Inspiration

Biomedical research is slow, fragmented, and heavily dependent on manual literature review. We were inspired by the idea that AI could act as a “virtual scientist,” rapidly reading, synthesizing, and structuring knowledge from vast amounts of scientific papers. Our goal was to reduce the time it takes to move from hypothesis to insight.

What it does

LatticeBio acts as a virtual research assistant that reads, organizes, and connects biomedical literature at scale. Instead of manually reviewing papers, users can ask questions and receive synthesized insights, structured data, and emerging hypotheses. By coordinating multiple AI agents, the platform turns scattered scientific information into a coherent, queryable knowledge base that accelerates early-stage discovery.

How we built it

We built LatticeBio using a multi-agent architecture where specialized AI agents handle tasks such as literature retrieval, summarization, knowledge extraction, and synthesis. We integrated LLMs with a pipeline that processes scientific papers into structured formats, enabling downstream querying and analysis. The system emphasizes modularity, allowing agents to collaborate and refine outputs iteratively.

Challenges we ran into

One major challenge was ensuring accuracy and consistency across multiple AI agents, especially when synthesizing complex scientific information. We also faced difficulties in structuring unstandardized scientific literature and reducing hallucinations. Balancing depth of insight with speed and computational efficiency was another key challenge.

Accomplishments that we're proud of

We successfully built a working multi-agent system capable of turning unstructured research papers into structured, queryable knowledge.
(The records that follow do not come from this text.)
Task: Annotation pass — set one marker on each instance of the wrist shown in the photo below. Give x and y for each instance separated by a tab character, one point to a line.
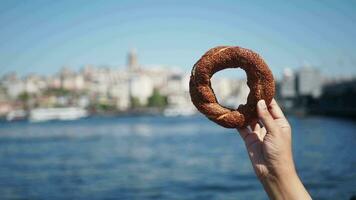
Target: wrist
284	186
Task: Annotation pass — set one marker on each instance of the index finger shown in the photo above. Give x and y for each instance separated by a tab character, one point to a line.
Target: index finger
275	110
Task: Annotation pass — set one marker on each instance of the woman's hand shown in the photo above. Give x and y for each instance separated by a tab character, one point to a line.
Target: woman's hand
269	147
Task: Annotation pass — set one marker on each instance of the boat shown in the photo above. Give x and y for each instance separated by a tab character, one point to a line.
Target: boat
15	115
66	113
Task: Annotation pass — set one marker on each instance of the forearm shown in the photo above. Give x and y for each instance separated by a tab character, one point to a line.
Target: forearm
287	186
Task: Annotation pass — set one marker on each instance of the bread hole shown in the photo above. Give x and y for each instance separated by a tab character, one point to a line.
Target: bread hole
230	87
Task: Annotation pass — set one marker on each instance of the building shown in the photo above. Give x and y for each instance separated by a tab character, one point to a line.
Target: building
309	82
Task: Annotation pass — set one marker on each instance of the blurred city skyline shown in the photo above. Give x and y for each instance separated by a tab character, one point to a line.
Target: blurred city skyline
43	36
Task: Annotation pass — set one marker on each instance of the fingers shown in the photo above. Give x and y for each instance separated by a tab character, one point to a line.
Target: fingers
265	116
275	110
249	137
244	132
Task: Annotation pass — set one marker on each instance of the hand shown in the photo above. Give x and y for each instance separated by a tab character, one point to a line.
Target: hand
269	147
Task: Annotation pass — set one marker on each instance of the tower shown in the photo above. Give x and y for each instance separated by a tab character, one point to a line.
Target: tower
132	62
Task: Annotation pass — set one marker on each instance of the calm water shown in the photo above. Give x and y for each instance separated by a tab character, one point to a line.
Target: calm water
163	158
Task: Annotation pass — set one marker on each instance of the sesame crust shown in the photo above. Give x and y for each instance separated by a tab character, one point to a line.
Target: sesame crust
259	80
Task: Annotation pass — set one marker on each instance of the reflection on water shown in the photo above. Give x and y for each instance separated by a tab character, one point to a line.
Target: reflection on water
163	158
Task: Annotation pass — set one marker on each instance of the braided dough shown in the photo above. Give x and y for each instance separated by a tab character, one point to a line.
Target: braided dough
259	80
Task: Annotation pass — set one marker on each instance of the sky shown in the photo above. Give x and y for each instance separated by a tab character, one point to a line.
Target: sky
41	36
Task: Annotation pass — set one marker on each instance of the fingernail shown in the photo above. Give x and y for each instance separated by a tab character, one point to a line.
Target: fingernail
261	104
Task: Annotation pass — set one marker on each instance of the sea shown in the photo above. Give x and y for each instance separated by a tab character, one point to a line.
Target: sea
157	157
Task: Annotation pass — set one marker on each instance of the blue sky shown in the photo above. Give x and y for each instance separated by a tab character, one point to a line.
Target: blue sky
41	36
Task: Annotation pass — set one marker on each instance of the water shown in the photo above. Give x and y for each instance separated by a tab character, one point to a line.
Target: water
163	158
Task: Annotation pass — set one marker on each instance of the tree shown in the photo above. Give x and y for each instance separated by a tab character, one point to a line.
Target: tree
157	100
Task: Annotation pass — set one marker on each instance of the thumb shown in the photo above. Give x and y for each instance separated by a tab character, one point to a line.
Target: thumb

The platform demonstrates meaningful improvements in research efficiency and showcases how AI can assist in hypothesis generation and literature synthesis.

What we learned

We learned that multi-agent systems can significantly enhance the quality of outputs compared to single-model approaches, but require careful orchestration. We also gained insight into the importance of grounding AI outputs in reliable data and designing systems that prioritize transparency and interpretability.

What's next for LatticeBio: The Virtual Wet Lab Platform

Next, we aim to extend LatticeBio beyond literature synthesis into a full virtual wet lab. This includes simulating experiments, generating testable hypotheses, and integrating experimental datasets. Our long-term vision is to create an end-to-end AI platform that accelerates the entire biomedical research lifecycle.